Jill’s mother was the first woman elected to the school board in their small Midwestern town, and Jill watched her persistence result in meaningful change for the district. In Jill’s first year of law school, she helped found the San Francisco Affirmative Litigation Project, a fellowship that paired Yale law students with city attorneys in San Francisco to help scale up impact litigation. The program, founded in 2007, has been able to sustainably grow its impact using an innovative business model that helps state and local governments self-sustain high-quality enforcement teams by using revenue from successful cases to fund permanent staff. Through this work, she saw the difficulty other cities had in building similar programs from scratch because there was no plan or playbook.

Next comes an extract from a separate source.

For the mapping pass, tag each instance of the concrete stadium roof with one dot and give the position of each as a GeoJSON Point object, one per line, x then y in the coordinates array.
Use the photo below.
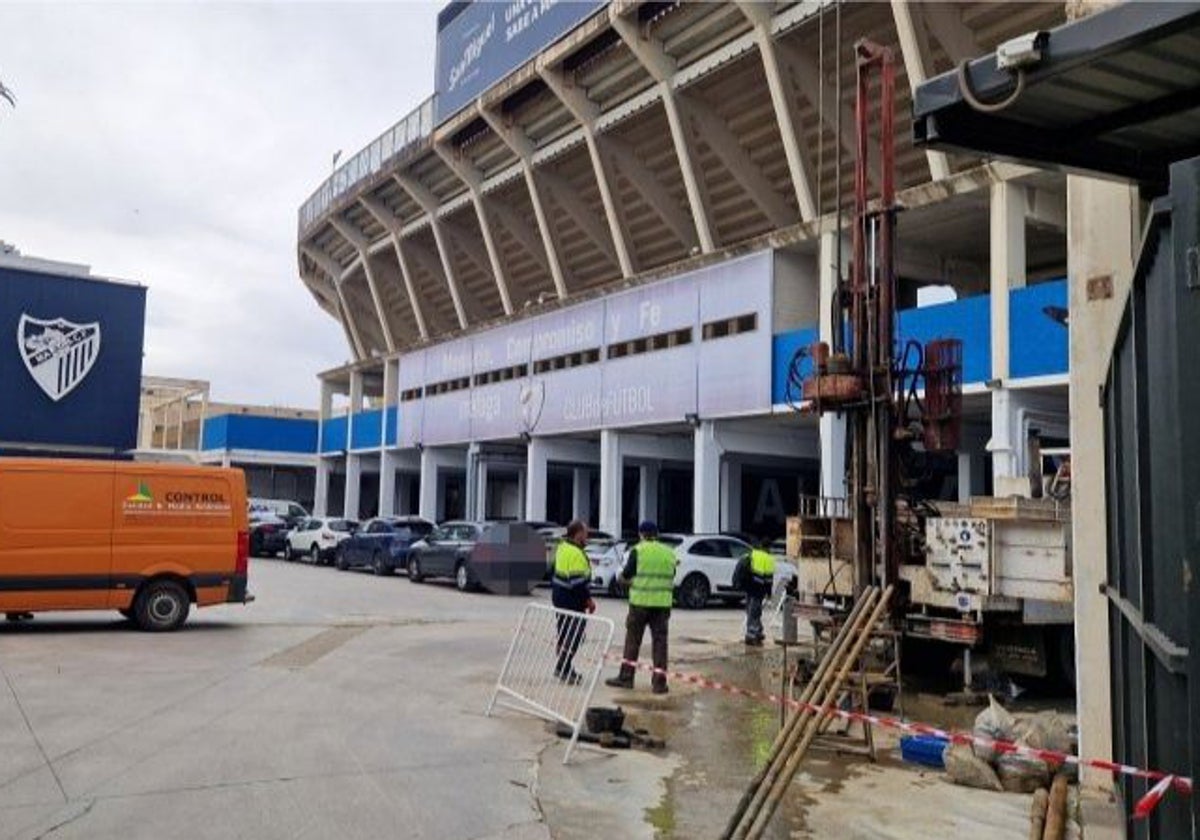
{"type": "Point", "coordinates": [651, 136]}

In 2015, working as part of the California Department of Justice, Jill led the creation and launch of the Attorney General’s Bureau of Children’s Justice and oversaw its work defending children’s rights in the child welfare, education, and juvenile justice systems. Jill and her team built this new unit to bring cases that had not been brought before on issues like racial bias in school policing. Each time they wanted to innovate, Jill felt as if they were “reinventing the wheel” as they created partnerships and marshalled resources to make change. Her “wish lists” and keen sense of what was needed to enable more cities and states to do this type of work were the seeds of the Public Rights Project.